Ali Laidi : Je commencerai par dire qu’il existe aujourd’hui trois moyens de développer les acquis technologiques pour un pays : on peut soit copier des savoir-faire déjà existants, soit investir dans la recherche et le développement, ce que fait la France, soit acheter directement des connaissances à l’étranger via le fameux transfert des technologies.

Pour ce qui est de la France, il ne s’agit pas tellement d’une supposée naïveté que d’une évolution des positions quant au partage de ses connaissances sur des secteurs stratégiques. Au début des années 2000, l’Hexagone a toujours affirmé qu’il ne souhaitait pas faire de transferts sur sa technologie nucléaire, en particulier sur le fameux EPR, ou encore militaire, en protégeant notamment sa dernière génération de Rafales.

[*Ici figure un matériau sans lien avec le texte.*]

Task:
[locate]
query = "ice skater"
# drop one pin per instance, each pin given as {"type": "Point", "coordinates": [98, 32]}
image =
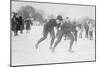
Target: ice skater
{"type": "Point", "coordinates": [69, 30]}
{"type": "Point", "coordinates": [49, 29]}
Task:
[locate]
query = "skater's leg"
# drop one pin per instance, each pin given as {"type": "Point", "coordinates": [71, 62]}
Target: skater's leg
{"type": "Point", "coordinates": [52, 34]}
{"type": "Point", "coordinates": [43, 38]}
{"type": "Point", "coordinates": [71, 41]}
{"type": "Point", "coordinates": [58, 40]}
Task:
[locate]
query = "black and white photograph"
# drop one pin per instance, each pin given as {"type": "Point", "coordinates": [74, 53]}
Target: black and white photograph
{"type": "Point", "coordinates": [52, 33]}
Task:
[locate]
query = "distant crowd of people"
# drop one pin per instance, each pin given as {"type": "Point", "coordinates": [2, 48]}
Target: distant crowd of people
{"type": "Point", "coordinates": [18, 23]}
{"type": "Point", "coordinates": [64, 28]}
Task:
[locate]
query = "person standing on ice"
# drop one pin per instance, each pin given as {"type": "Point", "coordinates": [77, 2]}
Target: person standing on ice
{"type": "Point", "coordinates": [28, 25]}
{"type": "Point", "coordinates": [49, 28]}
{"type": "Point", "coordinates": [91, 31]}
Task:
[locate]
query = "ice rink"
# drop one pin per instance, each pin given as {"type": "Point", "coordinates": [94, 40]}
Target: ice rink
{"type": "Point", "coordinates": [24, 52]}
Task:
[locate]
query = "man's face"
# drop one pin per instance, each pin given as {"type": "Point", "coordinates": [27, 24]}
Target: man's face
{"type": "Point", "coordinates": [58, 21]}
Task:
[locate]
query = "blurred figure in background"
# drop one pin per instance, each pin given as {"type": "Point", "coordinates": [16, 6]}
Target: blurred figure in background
{"type": "Point", "coordinates": [28, 24]}
{"type": "Point", "coordinates": [49, 28]}
{"type": "Point", "coordinates": [90, 31]}
{"type": "Point", "coordinates": [86, 28]}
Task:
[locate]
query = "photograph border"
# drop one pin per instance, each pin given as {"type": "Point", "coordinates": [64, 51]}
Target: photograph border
{"type": "Point", "coordinates": [55, 62]}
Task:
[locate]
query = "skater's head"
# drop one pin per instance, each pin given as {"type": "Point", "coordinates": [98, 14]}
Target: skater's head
{"type": "Point", "coordinates": [67, 17]}
{"type": "Point", "coordinates": [59, 17]}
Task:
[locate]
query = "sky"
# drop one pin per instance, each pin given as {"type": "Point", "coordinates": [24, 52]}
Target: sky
{"type": "Point", "coordinates": [72, 11]}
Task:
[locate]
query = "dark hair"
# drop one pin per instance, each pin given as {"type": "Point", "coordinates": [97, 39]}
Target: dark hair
{"type": "Point", "coordinates": [67, 17]}
{"type": "Point", "coordinates": [59, 17]}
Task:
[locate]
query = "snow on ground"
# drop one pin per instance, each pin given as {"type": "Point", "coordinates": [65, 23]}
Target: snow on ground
{"type": "Point", "coordinates": [24, 52]}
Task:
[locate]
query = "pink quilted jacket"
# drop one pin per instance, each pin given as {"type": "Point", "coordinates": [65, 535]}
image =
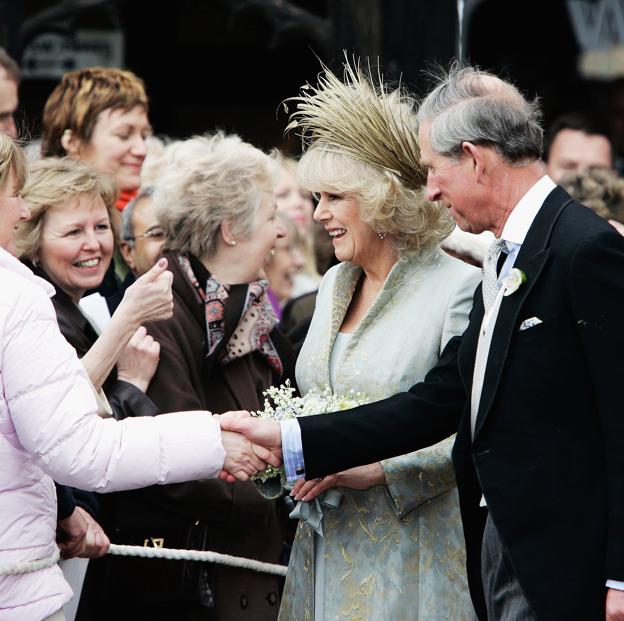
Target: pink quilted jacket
{"type": "Point", "coordinates": [49, 430]}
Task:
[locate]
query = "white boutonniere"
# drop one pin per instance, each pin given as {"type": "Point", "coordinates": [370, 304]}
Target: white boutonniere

L’idée qui prévalait jusqu’alors était de dire qu’en fournissant le partenaire d’aujourd’hui, on ne ferait qu’améliorer la compétitivité du concurrent de demain, d’où une certaine méfiance vis-à-vis de transferts trop abusifs. Il y a eu cependant ,depuis, un certain revirement qui est tout simplement lié aux réalités de la mondialisation, la compétition entre les différentes entreprises nationales s’étant fortement renforcée.

Cette multiplication de l’offre a fait que la demande est devenue de plus en plus exigeante, la demande n’hésitant pas à ainsi à faire jouer la concurrence pour obtenir en plus du produit fini une partie voire l’ensemble des technologies permettant d’optimiser son utilisation. Face à cette évolution les Français ont tout simplement fini par comprendre que leur fermeté sur le transfert des technologies leur coûtait de nombreux marchés, ce qui a logiquement poussé Paris à revoir sa position à terme.

M. Machenaud, directeur de la production d'EDF, affirme que "Ne pas signer cet accord faisait courir le risque de voir un certain nombre de contrats importants nous passer sous le nez". Cette logique, profitable au court-terme, n’est-elle pas néanmoins risquée pour la haute technologie française ?

Il est effectivement important de garder en laboratoire les technologies les plus récentes pour conserver un train d’avance sur les autres pays. Cependant, contrairement à ce que l’on pourrait croire, cette maxime s’applique de manière quasi automatique dans les différents transferts qui se font aujourd’hui, les gouvernements se refusant logiquement à livrer leurs technologies de dernier cri. Ainsi l’exemple du Rafale, où certains ont pu critiquer un transfert abusif de savoir-faire envers l’acheteur indien, correspondait totalement à cette logique puisque la prochaine génération d’avions de combats sera principalement composée de drones, le Rafale étant de fait aujourd’hui un outil qui n’est plus à la pointe du secteur, même lorsqu’il est accompagné de toutes les optimisations techniques actuelles.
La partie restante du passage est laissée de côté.